Angiogenesis; Cell therapy; Critical limb ischemia; Neovascularization; Peripheral artery disease

Introduction

Peripheral arterial disease (PAD) is commonly referred to ischemia of extremities secondary to atherosclerotic occlusion. More than 25 million patients suffer from PAD in the developed countries [1-5]. An additional cause of PAD is vasculitis including thromboangitis obliterance (TAO) (Buerger’s disease), which can also lead to severe limb ischemia. Chronic critical limb ischemia (CLI) is defined as the end-stage of lower limb ischemia. The clinical manifestations consist of rest pain and/or skin ulceration or gangrene. The annual incidence of CLI is estimated to be 500-1,000 cases per million people and an estimated 250,000 major amputation are performed annually in the United States and Europe, resulting in a significant socioeconomic burden and severe reduction in quality of life [5]. Prognosis of the CLI patients is quite poor. The 1-year mortality and major amputation rate are reported to be 25% and 30%, respectively [5]. Currently, revascularization of the ischemic limb with surgical bypass techniques or endovascular approaches is believed to be the best option for limb salvage. However, 25-40% of patients with CLI are not candidates for either of these options due to a lack of autologous vein graft, extensive lesions in the tibial and peroneal arteries or medical co-morbidity [5-7]. Therefore, new strategies for blood flow recovery are urgently required for such no-option patients with CLI. The challenge to improve blood flow to CLI has provoked extensive research programs and numerous innovative approaches in the fields of molecular biology and pharmacology.

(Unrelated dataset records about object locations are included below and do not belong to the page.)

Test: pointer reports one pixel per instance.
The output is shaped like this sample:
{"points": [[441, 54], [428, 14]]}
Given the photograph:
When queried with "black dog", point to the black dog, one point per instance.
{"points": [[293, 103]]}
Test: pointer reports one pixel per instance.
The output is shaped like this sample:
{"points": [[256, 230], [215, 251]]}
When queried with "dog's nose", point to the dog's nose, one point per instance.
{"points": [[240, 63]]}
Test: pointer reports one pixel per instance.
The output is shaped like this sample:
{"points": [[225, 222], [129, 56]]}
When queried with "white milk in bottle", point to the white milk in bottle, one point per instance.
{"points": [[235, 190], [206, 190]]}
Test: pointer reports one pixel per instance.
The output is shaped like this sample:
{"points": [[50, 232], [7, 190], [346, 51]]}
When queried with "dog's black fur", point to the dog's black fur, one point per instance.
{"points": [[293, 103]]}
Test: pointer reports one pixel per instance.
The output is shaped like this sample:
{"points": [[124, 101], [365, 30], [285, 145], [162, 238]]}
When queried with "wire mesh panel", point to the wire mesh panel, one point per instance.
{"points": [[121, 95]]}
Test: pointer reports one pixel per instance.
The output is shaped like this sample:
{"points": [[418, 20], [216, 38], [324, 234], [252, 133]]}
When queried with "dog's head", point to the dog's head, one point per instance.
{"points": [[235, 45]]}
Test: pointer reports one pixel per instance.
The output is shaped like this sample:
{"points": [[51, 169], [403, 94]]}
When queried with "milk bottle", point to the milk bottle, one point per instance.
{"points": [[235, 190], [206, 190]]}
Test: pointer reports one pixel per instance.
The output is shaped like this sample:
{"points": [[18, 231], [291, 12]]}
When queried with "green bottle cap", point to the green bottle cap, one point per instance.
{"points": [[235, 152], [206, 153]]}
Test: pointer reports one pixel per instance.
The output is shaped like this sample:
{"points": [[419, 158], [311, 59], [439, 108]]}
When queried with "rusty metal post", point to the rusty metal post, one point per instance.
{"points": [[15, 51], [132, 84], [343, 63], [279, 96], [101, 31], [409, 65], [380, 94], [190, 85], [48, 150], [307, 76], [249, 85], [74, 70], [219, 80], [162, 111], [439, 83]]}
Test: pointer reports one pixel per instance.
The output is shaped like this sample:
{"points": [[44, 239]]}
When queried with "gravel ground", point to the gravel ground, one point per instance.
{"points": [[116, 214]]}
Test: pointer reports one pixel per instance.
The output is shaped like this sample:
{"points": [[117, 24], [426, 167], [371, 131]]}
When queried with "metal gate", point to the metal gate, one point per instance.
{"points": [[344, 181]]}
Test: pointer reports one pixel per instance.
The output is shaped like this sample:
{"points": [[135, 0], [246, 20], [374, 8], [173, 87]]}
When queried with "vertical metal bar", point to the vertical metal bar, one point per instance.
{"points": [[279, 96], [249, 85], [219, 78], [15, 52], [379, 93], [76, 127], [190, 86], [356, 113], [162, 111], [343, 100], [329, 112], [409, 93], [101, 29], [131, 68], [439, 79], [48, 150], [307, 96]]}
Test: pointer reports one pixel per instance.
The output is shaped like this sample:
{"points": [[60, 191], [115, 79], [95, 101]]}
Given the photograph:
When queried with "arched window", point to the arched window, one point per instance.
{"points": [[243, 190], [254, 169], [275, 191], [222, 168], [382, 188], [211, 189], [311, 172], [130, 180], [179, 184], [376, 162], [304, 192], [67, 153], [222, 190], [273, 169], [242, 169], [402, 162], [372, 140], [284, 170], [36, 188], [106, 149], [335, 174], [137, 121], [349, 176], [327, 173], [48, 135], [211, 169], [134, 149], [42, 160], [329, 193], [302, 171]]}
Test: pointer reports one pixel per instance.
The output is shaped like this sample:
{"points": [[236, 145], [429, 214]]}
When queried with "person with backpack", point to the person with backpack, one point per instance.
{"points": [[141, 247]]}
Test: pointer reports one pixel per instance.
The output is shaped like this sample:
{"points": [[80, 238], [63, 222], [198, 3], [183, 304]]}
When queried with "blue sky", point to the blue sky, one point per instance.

In early studies of vascular regeneration, angiogenic recombinant proteins including vascular endothelial growth factor (VEGF), fibroblast growth factor (FGF), hepatocyte growth factor (HGF) and cell-mobilizing cytokines such as granulocyte colony stimulating factor (G-CSF) and granulocyte-macrophage colony-stimulating factor (GMCSF) have been tested to promote neovascular formation. Although preclinical and early-phase clinical results were promising in shorttime [8-11], protein therapy did not achieve a long-term clinical effect [12]. Subsequently, gene therapy was proposed as a therapeutic option for cardiovascular diseases. Gene therapies using naked/plasmidencoding angiogenic factors were developed to improve duration of transgene expression over direct recombinant protein injection.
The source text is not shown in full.